Welcome back as we continue our exploration of the Sermon on the Mount. The next passage we take a look at may take us a few weeks to get our minds around. We all use words and those words can have several meanings. Sometimes we think we know what something means only to find out something was lost in the translation. We need to extend grace with the words we use and how we say them. Greetings in the name of our Lord and Savior, Jesus Christ.

Have you ever lost your temper? Threatened to do something to someone? Gone so far as to say we would alter the course of their life and not in a good way?

In life things happen. But when they happen to us, we react. We usually do not wait and sort out what really happened before we respond. We respond out of anger without even the slightest hint of restraint.  

In the heat of the moment we have been known to do things they may later regret.

Each of us have buttons, when pressed the words and actions that follow will not be fit for public consumption. We all lose it. We all overreact. The problem is when we do, we don’t reflect the character of God well.

In Paul’s letter to the Ephesians, he encourages us to act like we belong to God;

Ephesians 4:26-27; NLT; … And “don’t sin by letting anger control you.” Don’t let the sun go down while you are still angry, for anger gives a foothold to the devil.

What does it mean when we say things to others? Are words really that important?

When we say things or direct comments at people in anger, without knowing all the facts, we fall short of what God wants for us. We use comments that we wouldn’t say to their face. Some of the most damaging words are said behind their backs. Why is it easier to put someone down when they are not there?

Think about driving in your car. How many times do you direct comments at other drivers? How many of those comments are complimentary? It is a byproduct of the world we live in. We think we know how everyone else should be doing things.

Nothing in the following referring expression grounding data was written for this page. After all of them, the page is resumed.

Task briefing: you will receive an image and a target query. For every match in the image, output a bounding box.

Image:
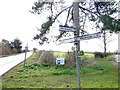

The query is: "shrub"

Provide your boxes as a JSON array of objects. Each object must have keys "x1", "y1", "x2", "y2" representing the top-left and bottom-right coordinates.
[
  {"x1": 94, "y1": 52, "x2": 104, "y2": 58},
  {"x1": 94, "y1": 52, "x2": 114, "y2": 58},
  {"x1": 36, "y1": 51, "x2": 55, "y2": 64},
  {"x1": 23, "y1": 50, "x2": 25, "y2": 52},
  {"x1": 36, "y1": 50, "x2": 44, "y2": 60},
  {"x1": 65, "y1": 52, "x2": 76, "y2": 67},
  {"x1": 11, "y1": 48, "x2": 18, "y2": 53},
  {"x1": 65, "y1": 52, "x2": 90, "y2": 67},
  {"x1": 106, "y1": 52, "x2": 114, "y2": 56}
]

Nothing could be further from the truth. In these days and times, we have no idea what is going on in the lives of others. I have had to remind myself; I don’t know what they are dealing with, extend to them some grace.

Take a look at this passage and let’s spend some time to explore it.

Matthew 5:21-26, “You have heard that it was said to the people long ago, `Do not murder, and anyone who murders will be subject to judgment.’ But I tell you that anyone who is angry with his brother will be subject to judgment. Again, anyone who says to his brother, `Raca, ‘ is answerable to the Sanhedrin. But anyone who says, `You fool!’ will be in danger of the fire of hell.

   “Therefore, if you are offering your gift at the altar and there remember that your brother has something against you, leave your gift there in front of the altar. First go and be reconciled to your brother; then come and offer your gift.

   “Settle matters quickly with your adversary who is taking you to court. Do it while you are still with him on the way, or he may hand you over to the judge, and the judge may hand you over to the officer, and you may be thrown into prison. I tell you the truth, you will not get out until you have paid the last penny.

If I asked you if you committed murder, you would say no. Well, I hope you would. But take a look at the passage. Jesus says if you even call someone a fool or Raca, which means worthless, you have violated this commandment. Murder is not the same as killing. We think of killing as taking someone’s life. Jesus says murder is killing someone’s spirit.

When we tear someone down with words, we kill their spirit. We devalue them. When we do not value what God values, we elevate ourselves above God. We do not have that right. God values each one of us the same. In God’s eyes we all have worth.

Jesus tells us that when we do not show others the same value that God has for us, we, in effect, murder them, kill their spirit. Jesus says we do not have the right to do that.

I know this is more far reaching than we have considered when we think about the commandment do not murder. That is why Jesus felt compelled to help us understand it better. The things that reflect the character of God build up people. They are beneficial to showing others we care for them and they have value.

Galatians 5:22-23; NLT; But the Holy Spirit produces this kind of fruit in our lives: love, joy, peace, patience, kindness, goodness, faithfulness, gentleness, and self-control. There is no law against these things!

Many times, we don’t consider the words we use as that harmful, but think about what Jesus is saying. We need to value what God values. We do not have the right to cut down what He has created.

Think about the words we use this week. Maybe ask yourself the question; Do these words build or teardown? It makes no matter if they are used in public or just in your mind, they set the stage for a thought process and lifestyle that doesn’t honor God. Even if you keep them to yourself, eventually they will find their way to your tongue. Then they can’t be taken back.

Philippians 4:8; NLT; And now, dear brothers and sisters, one final thing. Fix your thoughts on what is true, and honorable, and right, and pure, and lovely, and admirable. Think about things that are excellent and worthy of praise.

Ask God for forgiveness for the times we cut others down with words. Ask God to help us focus our minds on things that encourage and lift each other up. Ask God to help us use the right words.